WORRALS IN THE WASTELANDS
by W. E. Johns
5. A CURIOUS VISITATION (Pages 61 – 71)
As Worrals and Frecks plod the last half mile home, Frecks “was looking forward to the repose that would repay them at the end of it”. About a quarter of a mile away from their tent, Worrals sees something move close to their tent. It looked like a human face. Frecks and Worrals search and Frecks finds a man in grey. She raises her pistol and says “Don’t move or I’ll shoot”. Worrals joins her with her rifle and tells the man to come out. This is the picture on the cover of the book. The man they have found is wounded and “Frecks felt a sudden twinge of compassion. Never had she seen a face so haggard, so dirty and unkempt, so drawn with pain”. Worrals asks him what he is doing there and he says “I come for food. I starve”. The man wears the uniform of the German Luftwaffe although he is covered in mud and blood. The girls give him Bovril with a dash of brandy in it. They feed the man as it is obvious he is near to death from sheer starvation. He says he has been shot in the leg six weeks ago. Worrals cleans a wound that makes Frecks feel sick. The man says his name is Max Lowenhardt and his rank is Feldwebel. Worrals says to him “You understand that you are a sick man. We are going to try to save your life. But make no mistake; at the first sign of treachery I shall shoot you without the slightest hesitation”. Worrals asks Lowenhardt who shot him and he says it was Doctor Wolfe. He says Wolfe arrived in this location in a plane with himself and then he hesitates. “Anna Shultz and Hauptmann Rumey? prompted Worrals”. Lowenhardt confirms this and says Hauptmann Rumey was his officer and now he is dead, shot by Shultz.
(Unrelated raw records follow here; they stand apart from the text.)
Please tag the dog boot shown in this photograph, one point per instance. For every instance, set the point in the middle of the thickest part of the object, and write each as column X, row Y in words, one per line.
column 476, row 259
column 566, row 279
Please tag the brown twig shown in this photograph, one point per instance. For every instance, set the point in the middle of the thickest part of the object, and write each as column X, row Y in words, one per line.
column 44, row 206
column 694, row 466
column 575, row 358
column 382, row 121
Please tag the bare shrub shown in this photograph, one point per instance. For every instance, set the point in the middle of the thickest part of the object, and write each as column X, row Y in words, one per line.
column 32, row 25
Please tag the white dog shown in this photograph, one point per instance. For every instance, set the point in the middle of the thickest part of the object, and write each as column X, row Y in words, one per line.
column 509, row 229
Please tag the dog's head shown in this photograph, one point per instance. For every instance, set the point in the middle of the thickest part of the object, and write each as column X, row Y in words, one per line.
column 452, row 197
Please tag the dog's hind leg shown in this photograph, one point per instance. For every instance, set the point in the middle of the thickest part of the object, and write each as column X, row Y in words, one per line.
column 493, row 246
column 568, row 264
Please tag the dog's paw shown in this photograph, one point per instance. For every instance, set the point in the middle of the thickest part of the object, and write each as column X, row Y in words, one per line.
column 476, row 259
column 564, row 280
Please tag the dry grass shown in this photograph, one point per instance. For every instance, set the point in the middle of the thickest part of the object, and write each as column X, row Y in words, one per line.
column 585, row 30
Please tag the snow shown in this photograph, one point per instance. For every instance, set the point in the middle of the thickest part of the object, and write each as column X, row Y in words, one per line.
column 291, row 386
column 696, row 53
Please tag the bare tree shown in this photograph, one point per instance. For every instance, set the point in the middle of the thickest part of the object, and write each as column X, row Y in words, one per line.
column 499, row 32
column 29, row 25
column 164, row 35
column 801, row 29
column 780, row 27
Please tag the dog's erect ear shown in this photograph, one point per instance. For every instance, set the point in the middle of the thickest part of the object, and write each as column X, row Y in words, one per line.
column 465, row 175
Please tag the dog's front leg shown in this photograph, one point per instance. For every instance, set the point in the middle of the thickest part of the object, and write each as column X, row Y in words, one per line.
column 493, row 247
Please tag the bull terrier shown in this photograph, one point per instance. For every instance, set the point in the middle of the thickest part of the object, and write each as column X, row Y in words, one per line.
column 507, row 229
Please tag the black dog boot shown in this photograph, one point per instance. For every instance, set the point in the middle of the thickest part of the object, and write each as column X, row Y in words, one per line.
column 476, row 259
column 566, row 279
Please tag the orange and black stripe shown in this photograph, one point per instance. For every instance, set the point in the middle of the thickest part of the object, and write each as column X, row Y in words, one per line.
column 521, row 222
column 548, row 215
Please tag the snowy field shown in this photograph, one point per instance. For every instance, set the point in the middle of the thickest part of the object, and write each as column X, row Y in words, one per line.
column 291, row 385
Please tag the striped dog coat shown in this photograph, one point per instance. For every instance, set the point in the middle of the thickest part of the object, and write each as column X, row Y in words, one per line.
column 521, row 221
Lowenhardt says Shultz is in fact married to Wolfe. Lowenhardt buried Rumey under the cairn of stones the girls found to stop his body being eaten by bears and foxes. Worrals says that they are the police and they have come for Shultz so she can stand trial for the things she did at Stenberg. Lowenhardt says he will kill her himself. Worrals asks Lowenhardt to tell them the story from the beginning. “Jawohl,” he agreed”.